Pricing Snapshot and Competitive Context

While final per-token costs vary by region and commitment level, indicative pricing places Claude 3.5 Sonnet at roughly $7.50 per million input tokens and $30.00 per million output tokens when using the CCU model with pay-as-you-go rates, before any enterprise discounts. That is on par with Anthropic’s direct API pricing and competitive with OpenAI’s GPT-4o rates on Azure OpenAI Service. Reserved capacity and Provisioned Throughput Units (PTUs) are available for customers needing predictable performance, with discounts of up to 40% for one-year commitments.

Compared to Amazon Bedrock, Azure’s differentiator remains the infrastructure stack: the Blackwell Ultra GPUs are not available on any other competing cloud for Claude inference. AWS currently serves Claude on its Trainium2 and Inferentia3 chips (for smaller footprints) and on H100-based instances for larger workloads. Google leverages its TPU v5p. Microsoft’s early access to Blackwell Ultra gives it a theoretical performance per watt advantage that could translate into better pricing in the future, though for now costs are aligned with the market.

Developer Community Reaction

On the Windows forums and social media, the response has been largely positive. Developers who have grown frustrated with managing multi-cloud deployments welcomed the ability to consolidate their model portfolio on Azure. “Finally I can use GPT for rapid prototyping and Claude for the heavy lifting, all in the same VNet,” one user wrote. Another praised the CCU model for removing the “token math” headache of cross-model cost comparisons.

Some skepticism remains, however.

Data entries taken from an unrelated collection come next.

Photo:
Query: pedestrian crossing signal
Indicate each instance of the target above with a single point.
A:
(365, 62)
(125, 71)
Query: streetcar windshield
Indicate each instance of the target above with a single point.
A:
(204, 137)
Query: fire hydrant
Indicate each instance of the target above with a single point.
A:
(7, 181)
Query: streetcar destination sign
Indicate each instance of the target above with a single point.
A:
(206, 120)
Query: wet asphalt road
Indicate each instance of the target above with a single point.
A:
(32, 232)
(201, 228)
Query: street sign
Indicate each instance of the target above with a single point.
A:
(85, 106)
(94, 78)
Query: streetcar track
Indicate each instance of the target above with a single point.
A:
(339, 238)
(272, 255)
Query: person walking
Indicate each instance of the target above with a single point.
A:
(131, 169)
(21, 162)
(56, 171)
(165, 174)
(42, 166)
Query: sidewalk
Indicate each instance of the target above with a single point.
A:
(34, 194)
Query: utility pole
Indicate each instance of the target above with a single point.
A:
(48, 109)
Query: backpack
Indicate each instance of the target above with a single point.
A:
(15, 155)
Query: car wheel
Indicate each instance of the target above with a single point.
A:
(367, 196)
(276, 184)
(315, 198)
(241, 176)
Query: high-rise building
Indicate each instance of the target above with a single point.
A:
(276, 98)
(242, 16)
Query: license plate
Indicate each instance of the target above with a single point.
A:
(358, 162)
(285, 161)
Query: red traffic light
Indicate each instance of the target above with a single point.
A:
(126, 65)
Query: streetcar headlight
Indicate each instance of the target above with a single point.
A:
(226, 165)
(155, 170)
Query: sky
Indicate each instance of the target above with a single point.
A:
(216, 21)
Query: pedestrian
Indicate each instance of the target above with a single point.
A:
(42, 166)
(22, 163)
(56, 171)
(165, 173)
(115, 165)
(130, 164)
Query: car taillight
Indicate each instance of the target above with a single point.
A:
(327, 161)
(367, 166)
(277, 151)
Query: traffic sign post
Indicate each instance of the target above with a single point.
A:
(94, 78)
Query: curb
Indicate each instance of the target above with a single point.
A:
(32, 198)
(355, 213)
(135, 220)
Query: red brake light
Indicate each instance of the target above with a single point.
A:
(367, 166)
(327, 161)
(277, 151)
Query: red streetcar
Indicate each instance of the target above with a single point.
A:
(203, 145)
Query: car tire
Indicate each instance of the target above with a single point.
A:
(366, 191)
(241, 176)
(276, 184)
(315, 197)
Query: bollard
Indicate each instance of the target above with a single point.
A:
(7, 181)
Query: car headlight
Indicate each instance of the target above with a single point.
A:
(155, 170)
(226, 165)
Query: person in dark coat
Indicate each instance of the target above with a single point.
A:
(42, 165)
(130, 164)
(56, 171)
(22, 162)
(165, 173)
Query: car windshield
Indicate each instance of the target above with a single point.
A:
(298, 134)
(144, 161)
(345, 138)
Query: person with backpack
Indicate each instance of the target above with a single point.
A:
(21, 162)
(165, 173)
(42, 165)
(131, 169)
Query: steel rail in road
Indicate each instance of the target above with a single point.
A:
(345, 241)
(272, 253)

A vocal minority questioned whether Microsoft would eventually deprioritize Claude in favor of its own Copilot-branded models once the partnership’s novelty fades. Others noted that the availability of Claude on the same platform as the Azure OpenAI Service could lead to internal competition, possibly confusing enterprises about which model to standardize on. For now, Microsoft’s message is clear: it plans to be the cloud with the broadest AI model selection, and Claude’s GA proves it.

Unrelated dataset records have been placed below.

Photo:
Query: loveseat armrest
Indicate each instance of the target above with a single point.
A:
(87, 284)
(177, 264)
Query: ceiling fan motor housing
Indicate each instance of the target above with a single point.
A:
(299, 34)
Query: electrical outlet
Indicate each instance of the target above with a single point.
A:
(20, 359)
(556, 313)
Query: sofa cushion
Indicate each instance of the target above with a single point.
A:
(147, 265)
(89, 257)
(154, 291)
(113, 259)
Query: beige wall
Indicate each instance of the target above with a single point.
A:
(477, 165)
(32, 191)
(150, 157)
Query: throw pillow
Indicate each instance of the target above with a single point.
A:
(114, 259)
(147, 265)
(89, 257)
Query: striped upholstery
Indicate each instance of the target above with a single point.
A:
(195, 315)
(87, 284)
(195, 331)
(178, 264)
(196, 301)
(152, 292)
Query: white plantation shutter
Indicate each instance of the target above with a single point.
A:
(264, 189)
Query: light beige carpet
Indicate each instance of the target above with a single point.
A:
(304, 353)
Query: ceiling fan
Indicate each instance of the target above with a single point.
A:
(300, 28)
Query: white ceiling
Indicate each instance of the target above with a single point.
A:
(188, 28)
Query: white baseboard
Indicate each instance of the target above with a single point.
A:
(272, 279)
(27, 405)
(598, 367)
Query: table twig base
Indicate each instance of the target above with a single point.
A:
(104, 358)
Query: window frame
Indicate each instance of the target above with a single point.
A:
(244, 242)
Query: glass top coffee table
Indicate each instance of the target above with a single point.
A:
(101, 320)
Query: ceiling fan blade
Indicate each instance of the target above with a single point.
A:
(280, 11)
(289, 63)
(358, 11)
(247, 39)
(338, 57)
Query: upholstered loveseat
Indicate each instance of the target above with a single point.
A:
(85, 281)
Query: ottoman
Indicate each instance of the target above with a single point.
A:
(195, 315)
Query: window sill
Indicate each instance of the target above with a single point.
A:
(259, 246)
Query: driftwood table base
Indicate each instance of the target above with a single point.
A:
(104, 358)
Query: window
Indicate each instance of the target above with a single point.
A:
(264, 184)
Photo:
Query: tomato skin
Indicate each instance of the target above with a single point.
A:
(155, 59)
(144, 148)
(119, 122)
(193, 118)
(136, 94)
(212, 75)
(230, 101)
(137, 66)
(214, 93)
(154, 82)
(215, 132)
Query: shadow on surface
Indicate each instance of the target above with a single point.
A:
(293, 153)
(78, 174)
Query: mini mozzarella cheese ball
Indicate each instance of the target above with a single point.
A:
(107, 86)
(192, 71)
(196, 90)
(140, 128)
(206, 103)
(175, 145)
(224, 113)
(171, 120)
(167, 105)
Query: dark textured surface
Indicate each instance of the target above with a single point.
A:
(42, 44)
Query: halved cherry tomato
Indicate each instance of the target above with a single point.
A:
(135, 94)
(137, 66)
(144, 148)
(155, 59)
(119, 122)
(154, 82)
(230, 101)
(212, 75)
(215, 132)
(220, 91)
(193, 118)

What’s Next: Fine-tuning, RAG, and Beyond

Microsoft and Anthropic have hinted at upcoming capabilities that go beyond simple inference. Fine-tuning for Claude 3.5 Sonnet is slated for private preview in Q4 2026, allowing enterprises to customize the model on proprietary data while keeping weights within Azure’s security boundary. Retrieval-augmented generation using Azure AI Search is already supported, and the integration will deepen with native vector indexing and hybrid search optimizations specifically tuned for Claude’s embedding style.

Longer-term, both companies are exploring how Claude’s upcoming memory and personalization features could be exposed through Foundry’s identity model, so that enterprise employees get a consistent, context-aware assistant across all Azure-connected applications—Teams, Office, and custom line-of-business apps. This vision of a “personal AI agent” powered by Claude, but deployed and governed centrally by the organization, aligns with Microsoft’s broader Copilot strategy while giving customers a choice of the underlying brain.

Conclusion

The general availability of Anthropic’s Claude models on Azure AI Foundry is more than a feature launch; it’s a strategic inflection point for AI cloud services. By pairing one of the most capable model families with the first public deployment of Nvidia’s GB300 Blackwell Ultra GPUs, Microsoft positions Azure as the premium platform for inference-intensive agentic workloads. The CCU billing model eliminates friction for enterprises managing multiple AI services, and the tight integration with Azure’s security and governance stack makes Claude a viable option for regulated workloads that were previously Azure-only for compliance reasons.

For Windows enthusiasts and IT pros watching the AI landscape, the message is clear: the battle for AI infrastructure is no longer about offering a single flagship model; it’s about providing the best platform to run many models, and Azure just threw down a formidable gauntlet.